We’re a family of runners and that put my wife and me at plenty of track meets watching the kids literally run circles around us. There was this one time when our boys were in High School, and we were in the bleachers at Stanford’s Cobb Field. We were seated in the prime spot over by the finish line near collegiate coaches who were watching their own athletes while also scouting high school seniors. Our section was loaded with coaches, stopwatches, clipboards, sunscreen, and hats. You always yell from up in the bleachers—even the coaches do, but there is no way the kids ever hear any instructions at that distance. It’s a wonder they hear instructions from anyone at all.
We were waiting for the high school mile, and the college athletes were running hurdles. A crowd-sourced beat poem was developing amongst the coaches and assistants. One set of coaches were counting their runner’s steps between the hurdles, the assistants were calling out the lead foot that their runner used to clear the hurdle. Sevens, eights and nines were being tallied along with the words “right” or “left.” All this was punctuated with the occasional “Dammit Sheila” or “Come on Darnell!” Each race was a pop of the starting gun, the call of the announcer and then the count and foot calls droning all around us, not loudly, but insistent, urging, out of sequence until the crescendo of the finish line and then an exhale and a pause while the next racers set up. The step and foot metrics were noted and then marked on a grid; runners would get feedback later about their stride length and dominant leg as they ran the race. My kids never ran hurdles, but I still loved to watch the hurdlers flow down the track striding, and leaning. The races that day were particularly enjoyable because of the color commentary coming from all the nearby coaches as their racers finished.
The coach behind me was from Texas A&M: an expansive man with a gruff voice; he did not look like he could clear a hurdle at this stage in his life. I felt he was a good coach because he never stopped coaching. After each race, he was teaching his assistants what to look for in each race with each racer and why. Down below us at the railing closest to the track a young woman stood up and looked back towards me. She spots the coach from A&M, waves and yells out “Coach!” and starts to make her way towards us. I eavesdrop as she settles down next to him.
She was one of his athletes not too long ago, but now she’s the Track and Field coach herself at a small college. She’s complaining to him about how hard it is to get her team to follow her instructions. They don’t seem to hear her when she tells them things to try. She tells her ex-coach a story of trying to help a hurdler of hers—how to micro adjust his stride before the jump, how to minimize the time clearing the hurdle… but the kid never seemed to follow through. Later though (as she relates it), that same hurdler came to her and told her one of his friends had suggested some adjustments to his running style which he wanted to try; the same suggestions she had been saying all along. She was frustrated because it was as if her hurdler had never heard her. “How come he listened to his friend and not to me?” She lamented.
The Texas A&M coach listened to her whole story, making just a few grunting agreements as she spoke. Then he offered her some of the best advice I’ve heard. “Here’s the thing,” he says. “You don’t care how they heard it, you just care that they heard.”

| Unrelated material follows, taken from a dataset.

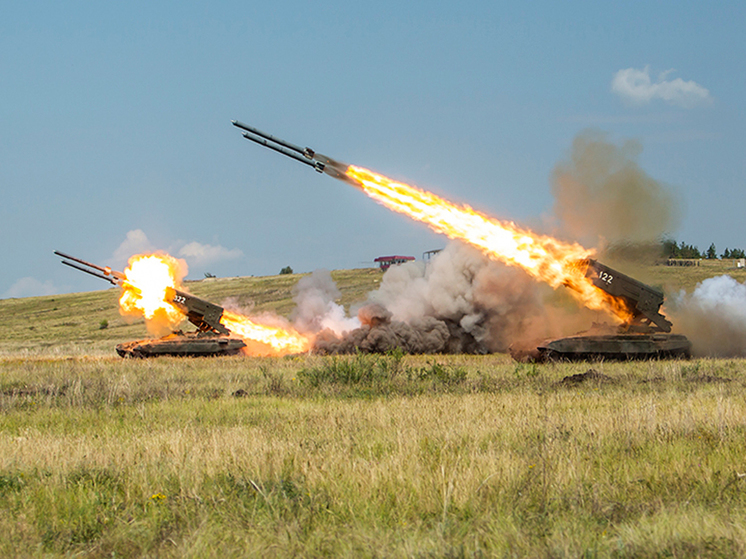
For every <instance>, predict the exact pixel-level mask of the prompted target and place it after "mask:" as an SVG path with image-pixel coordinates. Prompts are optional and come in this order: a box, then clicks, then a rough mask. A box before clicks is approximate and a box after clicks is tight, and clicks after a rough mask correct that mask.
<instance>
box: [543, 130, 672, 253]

I wish someone had said that to me when I was younger. There is admittedly great pride in giving advice that is heeded. It is a nice boost to the ego to provide direction and see it followed. I love the discipline and respect that “following orders” shows. If I take that pleasure down to its foundation, I find that “being heard” is also about “being right,” and that can come with a sense of self-satisfaction. However, when did giving good advice become more about me than the person the information was meant to help? Is giving advice intended to make me feel good, or is it better to give it away freely knowing that I might never get the credit? Another beautiful point captured by the Texas coach was subtle, but essential: listening carefully and acknowledging when advice was understood. Being humble enough to recognize that another person heeded advice irrespective of who gave it, honors the bravery and humility the other person has shown. I forget that all the time. It takes great courage and modesty to follow advice from another person; all we need care about is that the advice was heard, not who gave it.